2023年の生産量は約56.7万トンと、2020年の約70.5万トンからやや低下しており、依然として長期の回復基調には乗れていない状況です。他国と比較すると、ドイツやフランスといったEU内の主要大麦生産国では、年間300~400万トン以上の生産量を安定的に維持している一方、リトアニアの規模はそれらの10~20%程度に留まります。近隣のポーランドよりもかなり少なく、中国やインドなどのアジアの大麦生産量とはさらに大きな差があります。このことは、リトアニアの農業が輸出競争力を持つための課題を抱えていることを示唆しています。

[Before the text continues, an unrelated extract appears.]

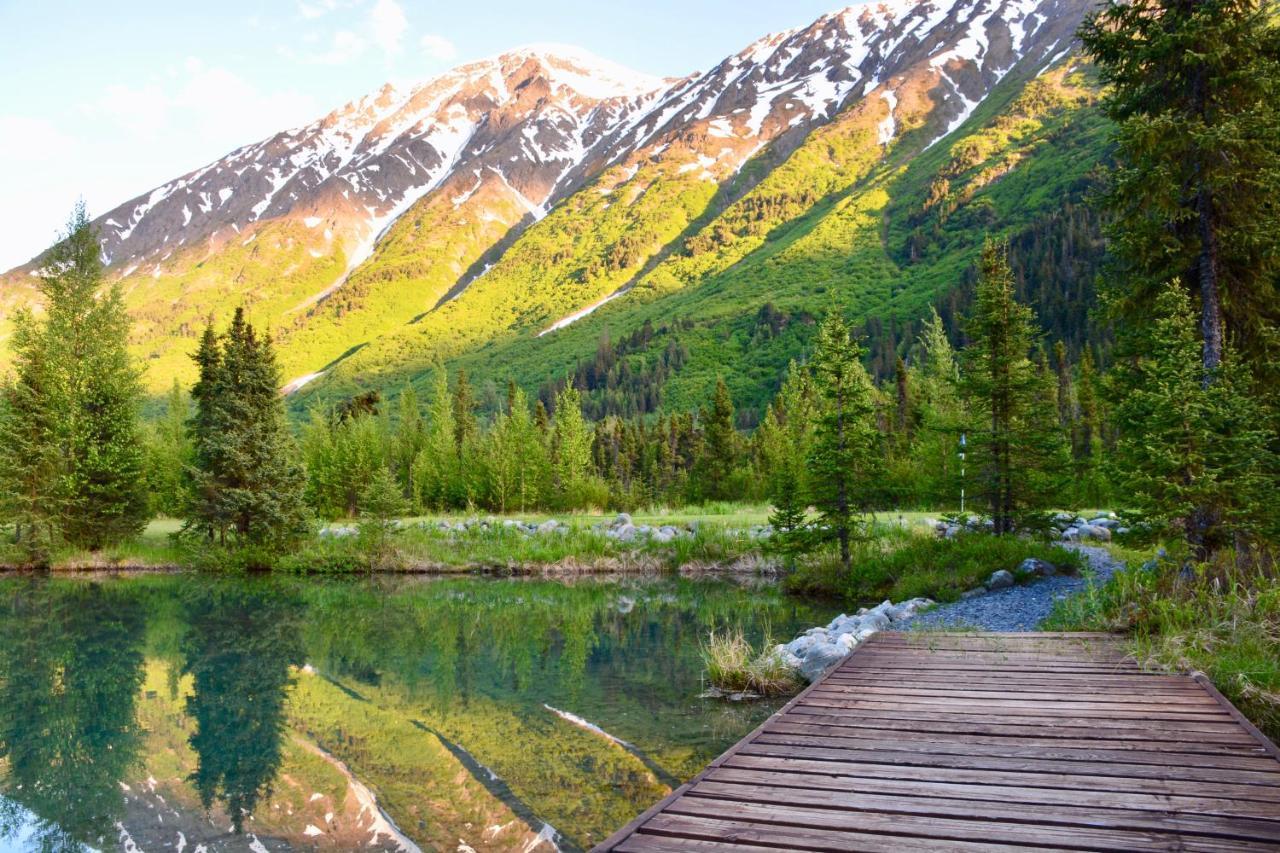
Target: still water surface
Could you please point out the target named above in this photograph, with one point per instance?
(186, 714)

将来的にリトアニアの大麦生産を持続可能にし、競争力を高めるための具体的な方策としては、まず気候変動への適応策を強化する必要があります。耐候性の高い品種の開発および導入や、灌漑システムの拡充が挙げられます。また、EUの資金を活用し、農家への技術支援ベースを広げることも効果的です。さらに、地域間での協力が重要です。近隣の大麦生産国と研究開発の協力体制を築くことで、より広範な技術や市場の推進が可能となるでしょう。

地政学的背景としては、リトアニアが位置するバルト三国はロシアやベラルーシという穀物輸出の大国とも近接しており、地域紛争や貿易政策が農業輸出に直接的な影響を与えることも考えられます。このため、特定地域のリスクに柔軟に対応できる貿易政策の策定も急務です。加えて、新型コロナウイルス感染症の影響で供給網が混乱した教訓を踏まえ、国際貿易の多様化も進める必要があります。

総じて、リトアニアの大麦生産の現状は国内的にも国際的にも困難な状況が続いていますが、適切な政策対応や技術イノベーションを採用することで、持続可能性を向上させる可能性があります。農業は単に経済的利益だけでなく、地域社会や環境とも強く結びついているため、総合的な取り組みが必要であると考えます。